Why Sierra Nevada Did Not Win Any Commercial Crew Funds

By Keith Cowing
NASA Watch
October 14, 2014
Filed under , ,

Why NASA Rejected Sierra Nevada’s Commercial Crew Vehicle, Aviation Week
“The internal document, signed by NASA Associate Administrator William Gerstenmaier on Sept. 15, the day before the contract awards were announced, says, “I consider SNC’s (Sierra Nevada Corp.) design to be the lowest level of maturity, with significantly more technical work and critical design decisions to accomplish.
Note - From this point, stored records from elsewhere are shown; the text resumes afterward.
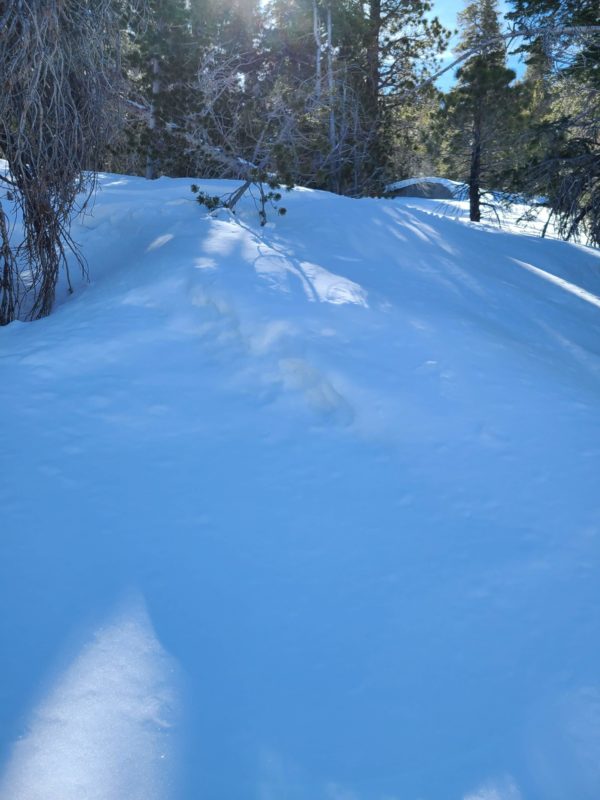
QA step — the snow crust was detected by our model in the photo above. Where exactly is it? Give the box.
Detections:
[0,170,600,800]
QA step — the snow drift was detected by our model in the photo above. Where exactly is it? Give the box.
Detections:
[0,170,600,800]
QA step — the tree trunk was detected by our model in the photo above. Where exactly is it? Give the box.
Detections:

The proposal did not thoroughly address these design challenges and trades.” Gerstenmaier goes on to say that Sierra’s proposal “has more schedule uncertainty. For example, some of the testing planned after the crewed flight could be required before the crewed flight, and the impact of this movement will greatly stress the schedule.”
SNC Protest Halts NASA Commercial Crew Efforts, earlier post
NASA Tells Boeing and SpaceX to Proceed Despite SNC Protest, earlier post

NASA Watch founder, Explorers Club Fellow, ex-NASA, Away Teams, Journalist, Space & Astrobiology, Lapsed climber.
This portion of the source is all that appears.